Alaska is known as the coldest state in the USA. If you’ve ever visited then you’ll know why. Not only this but it can also get incredibly dark during the winter months. Combined with beautiful scenery, this can be seen as a positive or a negative, depending on your perspective. Here are the coldest towns in Alaska.
Barrow: America’s northernmost community, bathed in darkness for 65 winter days annually, might surprise you with its 4,000-strong population. This largest city in the North Slope Borough endures frigid temperatures, a testament to human resilience.
Coldfoot: Aptly named, this settlement holds the record for the coldest Alaskan temperature (-74°F). Despite their bravado, only around 10 residents permanently call this chilly haven home, many visiting to witness the dazzling Aurora Borealis.
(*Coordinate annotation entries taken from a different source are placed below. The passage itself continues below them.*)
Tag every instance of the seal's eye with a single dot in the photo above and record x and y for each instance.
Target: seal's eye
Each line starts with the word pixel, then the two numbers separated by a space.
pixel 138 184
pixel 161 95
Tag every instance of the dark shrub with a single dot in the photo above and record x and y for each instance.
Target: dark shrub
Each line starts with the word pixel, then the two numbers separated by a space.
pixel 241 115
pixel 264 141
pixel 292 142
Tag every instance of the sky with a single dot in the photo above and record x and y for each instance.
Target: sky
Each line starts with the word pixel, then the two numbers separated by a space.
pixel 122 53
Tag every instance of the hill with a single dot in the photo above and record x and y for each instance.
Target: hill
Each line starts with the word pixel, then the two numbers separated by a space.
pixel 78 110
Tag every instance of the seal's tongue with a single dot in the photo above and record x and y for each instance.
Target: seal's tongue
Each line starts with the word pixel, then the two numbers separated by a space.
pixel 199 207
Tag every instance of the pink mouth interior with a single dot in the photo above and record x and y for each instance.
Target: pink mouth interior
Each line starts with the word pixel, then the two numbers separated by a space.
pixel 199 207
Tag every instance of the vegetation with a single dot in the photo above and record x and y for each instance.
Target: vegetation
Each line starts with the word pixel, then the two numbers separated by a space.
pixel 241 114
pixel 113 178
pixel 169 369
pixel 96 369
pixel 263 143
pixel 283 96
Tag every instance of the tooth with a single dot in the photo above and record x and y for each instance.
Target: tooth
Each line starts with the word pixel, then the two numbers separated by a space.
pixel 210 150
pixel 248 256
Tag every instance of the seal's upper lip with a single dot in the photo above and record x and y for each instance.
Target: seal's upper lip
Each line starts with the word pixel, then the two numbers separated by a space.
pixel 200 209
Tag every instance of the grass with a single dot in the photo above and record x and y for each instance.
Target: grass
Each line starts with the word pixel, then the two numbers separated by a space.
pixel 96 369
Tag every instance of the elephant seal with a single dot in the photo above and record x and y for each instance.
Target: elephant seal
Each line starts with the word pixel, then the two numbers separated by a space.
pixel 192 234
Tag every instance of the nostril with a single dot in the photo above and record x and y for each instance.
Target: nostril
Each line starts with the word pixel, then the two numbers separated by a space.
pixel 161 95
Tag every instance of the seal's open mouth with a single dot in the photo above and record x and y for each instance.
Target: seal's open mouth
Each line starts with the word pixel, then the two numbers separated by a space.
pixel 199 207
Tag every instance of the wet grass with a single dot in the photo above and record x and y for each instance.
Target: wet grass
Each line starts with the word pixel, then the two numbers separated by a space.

Deadhorse: Situated within the North Slope Borough, Deadhorse houses a small community (25-50 residents) accustomed to average temperatures of 12°F. This frontier town witnessed a record low of -62°F, further demonstrating its frigid reality.
Prudhoe Bay: Often referred to as “Slopersville,” this industrial hub demands a rugged lifestyle. Workers grapple with harsh conditions, enduring average temperatures below 5°F within the Arctic Circle’s unforgiving embrace.
Chicken: During winter, this gold prospecting town transforms into a near-ghost town due to its extreme temperatures and impassable roads. The record low of -72°F serves as a stark reminder of its winter severity.
Umiat: This remote Arctic Circle town on the Colville River houses only temporary workers due to its harsh environment. Frequent winter storms and temperatures dipping below -10°F for extended periods define the challenging Alaskan existence.
Fairbanks: Alaska’s “Golden Heart City” boasts a remarkable population of 100,000, braving average temperatures far below freezing. The record low of -66°F showcases the fortitude of its residents.
Eagle: Charm abounds in this Yukon River town, though winters pose a formidable challenge. The record low of -70°F underscores the demanding aspects of life in this picturesque Alaskan location.